Four gas giants and a young sun
CI Tau, which is 450 light-years from Earth, is a T-Tauri star – these are stars that are still in their birth phase. Fusion has only recently ignited in its core, and the star is still contracting to its final size. Even though CI Tau is only approximately two million years old, it already has a companion: a “hot Jupiter” that has a mass of eight to ten Jupiters and is orbiting its host star at a close distance.
It was previously thought that at least ten million years were needed to form these conditions. That’s why scientists were surprised when they discovered the companion CI Tau b in 2016. Now they have found even more surprises, because apparently there is not only one, but four planets within the protoplanetary disk surrounding the star, as a team from the University of Cambridge and others has determined with the help of the Atacama Large Millimeter/submillimeter Array (ALMA).

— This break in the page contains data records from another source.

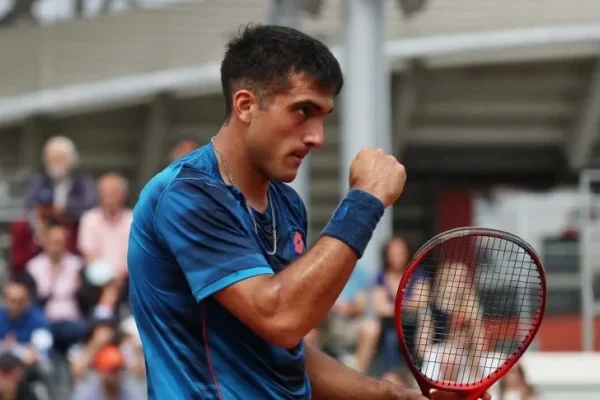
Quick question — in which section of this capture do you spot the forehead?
[280,74,335,111]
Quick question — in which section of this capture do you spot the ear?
[232,89,258,124]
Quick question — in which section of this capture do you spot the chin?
[273,169,298,183]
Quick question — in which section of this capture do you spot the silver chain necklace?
[210,136,277,256]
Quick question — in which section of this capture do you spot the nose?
[304,121,325,148]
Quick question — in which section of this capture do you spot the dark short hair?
[221,24,344,120]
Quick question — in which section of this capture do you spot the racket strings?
[402,236,543,385]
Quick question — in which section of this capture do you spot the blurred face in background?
[45,226,69,261]
[0,367,24,399]
[387,238,410,272]
[4,282,29,319]
[98,174,127,218]
[44,142,73,180]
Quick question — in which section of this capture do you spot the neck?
[214,126,269,212]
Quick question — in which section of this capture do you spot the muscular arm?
[215,237,357,348]
[305,345,408,400]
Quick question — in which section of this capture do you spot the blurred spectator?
[120,315,146,383]
[26,136,96,228]
[381,368,415,388]
[27,224,87,352]
[169,135,200,162]
[328,263,371,369]
[73,345,146,400]
[78,173,133,286]
[0,352,49,400]
[499,364,537,400]
[0,280,53,366]
[357,237,429,372]
[10,136,96,275]
[68,318,120,382]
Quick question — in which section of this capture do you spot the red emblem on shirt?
[294,232,304,254]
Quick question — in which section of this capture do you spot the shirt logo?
[294,232,304,254]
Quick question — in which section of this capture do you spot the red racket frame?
[395,227,546,400]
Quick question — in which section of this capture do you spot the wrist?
[322,189,385,258]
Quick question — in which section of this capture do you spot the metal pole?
[268,0,311,241]
[579,170,595,351]
[340,0,391,272]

The four companions have very different orbits. The already known “Hot Jupiter” has an orbit similar to Mercury’s. The outermost planet, approximately as large as Saturn, orbits at a distance of 100 astronomical units (au), almost a thousand times as far as the innermost. Planet number 2, also of a size similar to Jupiter, is at a distance of 13 au (roughly equivalent to Saturn’s orbit), planet number 3, with a size similar to Saturn, orbits at a distance of 39 au (equivalent to Pluto’s orbit).
The discovery raises interesting questions. First, it was previously thought that hot Jupiters would have to form on much wider orbits, which is why most of these planets are also much older than this specimen. Therefore, scientists conjecture that, within its short lifetime, CI Tau b must have moved from an outer orbit closer to its star. Maybe its three siblings were to blame for this migration?
But then there is still the mystery of how the two outer planets could have formed at all. “Planet formation models tend to focus on being able to make the types of planets that have been observed already, so new discoveries don’t necessarily fit the models,” says Prof. Cathie Clarke of the University of Cambridge. “Saturn mass planets are supposed to form by first accumulating a solid core and then pulling in a layer of gas on top, but these processes are supposed to be very slow at large distances from the star. Most models will struggle to make planets of this mass at this distance.”